Potential plumes on Europa could come from water in the crust
Plumes of water vapor that may be venting into space from Jupiter's moon Europa could come from within the icy crust itself, according to new research. A model outlines a process for brine, or salt-enriched water, moving around within the moon's shell and eventually forming pockets of water—even more concentrated with salt—that could erupt.
Europa scientists have considered the possible plumes on Europa a promising way to investigate the habitability of Jupiter's icy moon, especially since they offer the opportunity to be directly sampled by spacecraft flying through them. The insights into the activity and composition of the ice shell covering Europa's global, interior ocean can help determine if the ocean contains the ingredients needed to support life.
This new work that offers an additional scenario for some plumes proposes that they may originate from pockets of water embedded in the icy shell rather than water forced upward from the ocean below. The source of the plumes is important: Water originating from the icy crust is considered less hospitable to life than the global interior ocean because it likely lacks the energy that is a necessary ingredient for life. In Europa's ocean, that energy could come from hydrothermal vents on the sea floor.
"Understanding where these water plumes are coming from is very important for knowing whether future Europa explorers could have a chance to actually detect life from space without probing Europa's ocean," said lead author Gregor Steinbrügge, a postdoctoral researcher at Stanford's School of Earth, Energy & Environmental Sciences.
Using images collected by NASA's Galileo spacecraft, the researchers developed a model to propose how a combination of freezing and pressurization could lead to a cryovolcanic eruption, or a burst of frigid water. The results, published Nov. 10 in Geophysical Research Letters, may shed light on eruptions on other icy bodies in the solar system.
The researchers focused their analyses on Manannán, an 18-mile-wide (29-kilometer-wide) crater on Europa that resulted from an impact with another celestial object tens of millions of years ago. Reasoning that such a collision would have generated tremendous heat, they modeled how the melted ice and subsequent freezing of the water pocket within the icy shell could have pressurized it and caused the water to erupt.

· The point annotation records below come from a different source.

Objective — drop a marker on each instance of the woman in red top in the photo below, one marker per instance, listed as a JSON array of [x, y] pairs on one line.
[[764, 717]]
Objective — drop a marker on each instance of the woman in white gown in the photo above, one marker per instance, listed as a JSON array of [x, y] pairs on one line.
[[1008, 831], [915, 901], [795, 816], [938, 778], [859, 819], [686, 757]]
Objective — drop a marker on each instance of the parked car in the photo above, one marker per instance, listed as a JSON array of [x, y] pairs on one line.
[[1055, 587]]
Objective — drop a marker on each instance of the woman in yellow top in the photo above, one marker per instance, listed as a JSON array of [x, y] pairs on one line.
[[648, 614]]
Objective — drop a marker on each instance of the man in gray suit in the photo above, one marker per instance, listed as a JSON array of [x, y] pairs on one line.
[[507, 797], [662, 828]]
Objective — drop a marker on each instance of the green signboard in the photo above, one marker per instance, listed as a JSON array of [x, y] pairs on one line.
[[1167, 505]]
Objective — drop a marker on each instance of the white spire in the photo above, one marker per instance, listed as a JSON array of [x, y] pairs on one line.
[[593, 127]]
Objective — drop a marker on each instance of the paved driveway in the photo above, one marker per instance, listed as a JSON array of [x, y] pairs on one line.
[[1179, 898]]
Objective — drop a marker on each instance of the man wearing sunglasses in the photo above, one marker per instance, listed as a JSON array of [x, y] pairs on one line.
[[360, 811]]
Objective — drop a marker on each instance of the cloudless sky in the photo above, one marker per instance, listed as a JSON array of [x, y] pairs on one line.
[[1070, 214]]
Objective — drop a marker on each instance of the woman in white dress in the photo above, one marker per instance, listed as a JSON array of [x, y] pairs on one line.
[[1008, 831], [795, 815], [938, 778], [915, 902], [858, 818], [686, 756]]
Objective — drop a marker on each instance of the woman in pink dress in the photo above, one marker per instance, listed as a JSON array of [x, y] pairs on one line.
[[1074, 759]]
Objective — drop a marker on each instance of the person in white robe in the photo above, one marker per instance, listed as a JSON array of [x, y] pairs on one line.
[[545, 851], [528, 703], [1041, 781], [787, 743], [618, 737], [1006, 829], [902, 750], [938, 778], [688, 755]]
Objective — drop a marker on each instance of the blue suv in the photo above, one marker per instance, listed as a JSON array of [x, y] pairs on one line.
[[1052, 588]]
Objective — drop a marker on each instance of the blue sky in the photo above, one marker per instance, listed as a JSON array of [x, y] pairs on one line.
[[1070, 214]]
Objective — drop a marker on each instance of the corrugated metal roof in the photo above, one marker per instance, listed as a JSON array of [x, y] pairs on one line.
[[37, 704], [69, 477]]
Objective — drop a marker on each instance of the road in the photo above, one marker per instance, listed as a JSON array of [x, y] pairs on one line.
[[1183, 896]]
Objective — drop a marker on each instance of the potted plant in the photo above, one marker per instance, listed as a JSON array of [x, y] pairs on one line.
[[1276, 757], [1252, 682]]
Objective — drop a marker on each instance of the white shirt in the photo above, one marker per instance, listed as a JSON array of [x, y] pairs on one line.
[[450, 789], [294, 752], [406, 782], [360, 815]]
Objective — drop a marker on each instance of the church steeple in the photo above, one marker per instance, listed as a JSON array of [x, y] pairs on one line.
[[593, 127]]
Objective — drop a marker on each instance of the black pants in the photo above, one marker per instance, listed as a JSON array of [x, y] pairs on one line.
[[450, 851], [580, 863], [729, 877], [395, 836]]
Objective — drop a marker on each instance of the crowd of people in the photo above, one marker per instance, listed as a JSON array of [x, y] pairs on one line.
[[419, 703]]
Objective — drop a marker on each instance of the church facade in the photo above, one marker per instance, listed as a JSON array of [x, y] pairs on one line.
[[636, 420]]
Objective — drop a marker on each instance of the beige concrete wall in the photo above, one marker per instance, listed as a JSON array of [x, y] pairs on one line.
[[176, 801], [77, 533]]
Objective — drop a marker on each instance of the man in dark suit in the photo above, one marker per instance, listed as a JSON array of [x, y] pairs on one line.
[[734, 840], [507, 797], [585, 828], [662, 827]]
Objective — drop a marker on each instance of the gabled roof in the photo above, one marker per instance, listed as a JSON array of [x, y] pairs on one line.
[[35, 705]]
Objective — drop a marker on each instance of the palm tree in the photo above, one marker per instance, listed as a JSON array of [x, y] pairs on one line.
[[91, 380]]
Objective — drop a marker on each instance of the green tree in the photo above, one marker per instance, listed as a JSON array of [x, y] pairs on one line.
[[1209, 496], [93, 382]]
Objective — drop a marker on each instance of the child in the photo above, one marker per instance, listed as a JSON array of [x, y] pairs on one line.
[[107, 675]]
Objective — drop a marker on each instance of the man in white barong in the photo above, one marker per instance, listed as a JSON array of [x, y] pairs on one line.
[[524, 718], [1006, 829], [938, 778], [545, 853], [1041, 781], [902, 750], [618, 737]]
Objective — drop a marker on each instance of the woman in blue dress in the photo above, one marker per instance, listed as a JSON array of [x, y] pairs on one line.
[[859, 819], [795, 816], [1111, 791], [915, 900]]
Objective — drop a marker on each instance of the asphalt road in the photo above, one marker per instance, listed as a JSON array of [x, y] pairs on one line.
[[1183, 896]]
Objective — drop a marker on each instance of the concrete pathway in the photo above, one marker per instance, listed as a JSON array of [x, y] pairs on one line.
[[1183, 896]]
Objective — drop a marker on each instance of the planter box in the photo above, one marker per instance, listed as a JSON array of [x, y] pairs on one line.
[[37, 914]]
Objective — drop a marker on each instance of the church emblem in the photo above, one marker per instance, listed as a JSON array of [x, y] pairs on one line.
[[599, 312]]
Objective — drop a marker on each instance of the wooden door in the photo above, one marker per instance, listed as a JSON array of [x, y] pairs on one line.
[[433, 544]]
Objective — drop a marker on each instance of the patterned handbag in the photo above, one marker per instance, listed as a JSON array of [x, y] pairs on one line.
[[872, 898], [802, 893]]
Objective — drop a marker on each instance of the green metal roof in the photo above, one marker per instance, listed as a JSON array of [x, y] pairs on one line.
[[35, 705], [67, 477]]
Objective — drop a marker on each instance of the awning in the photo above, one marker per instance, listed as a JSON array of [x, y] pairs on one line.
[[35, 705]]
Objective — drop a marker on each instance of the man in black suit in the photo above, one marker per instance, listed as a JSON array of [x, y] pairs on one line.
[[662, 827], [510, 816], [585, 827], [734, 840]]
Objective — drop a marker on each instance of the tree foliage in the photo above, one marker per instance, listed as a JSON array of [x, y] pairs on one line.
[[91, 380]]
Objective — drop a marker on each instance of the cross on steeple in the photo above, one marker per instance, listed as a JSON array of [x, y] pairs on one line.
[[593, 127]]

"The comet or asteroid hitting the ice shell was basically a big experiment which we're using to construct hypotheses to test," said co-author Don Blankenship, senior research scientist at the University of Texas Institute for Geophysics (UTIG) and principal investigator of the radar instrument, REASON (Radar for Europa Assessment and Sounding: Ocean to Near-surface), that will fly aboard NASA's upcoming Europa Clipper spacecraft. "Our model makes specific predictions we can test using data from the radar and other instruments on Europa Clipper."
The model indicates that as Europa's water partially froze into ice following the impact, leftover pockets of water could have been created in the moon's surface. These salty water pockets can move sideways through Europa's ice shell by melting adjacent regions of ice and consequently become even saltier in the process.
A Salty Driving Force
The model proposes that when a migrating brine pocket reached the center of Manannán Crater, it became stuck and began freezing, generating pressure that eventually resulted in a plume, estimated to have been over a mile high (1.6 kilometers). The eruption of this plume left a distinguishing mark: a spider-shaped feature on Europa's surface that was observed by Galileo imaging and incorporated into the researchers' model.
"Even though plumes generated by brine pocket migration would not provide direct insight into Europa's ocean, our findings suggest that Europa's ice shell itself is very dynamic," said co-lead author Joana Voigt, a graduate research assistant at the University of Arizona, in Tucson.
The relatively small size of the plume that would form at Manannán indicates that impact craters probably can't explain the source of other, larger plumes on Europa that have been hypothesized based on data from Galileo and NASA's Hubble Space Telescope, researchers said. But the process modeled for the Manannán eruption could happen on other icy bodies—even without an impact event.
"The work is exciting, because it supports the growing body of research showing there could be multiple kinds of plumes on Europa," said Robert Pappalardo of NASA's Jet Propulsion Laboratory in Southern California and project scientist of the Europa Clipper mission. "Understanding plumes and their possible sources strongly contributes to Europa Clipper's goal to investigate Europa's habitability."
Missions such as Europa Clipper help contribute to the field of astrobiology, the interdisciplinary research on the variables and conditions of distant worlds that could harbor life as we know it. While Europa Clipper is not a life-detection mission, it will conduct detailed reconnaissance of Europa and investigate whether the icy moon, with its subsurface ocean, has the capability to support life. Understanding Europa's habitability will help scientists better understand how life developed on Earth and the potential for finding life beyond our planet.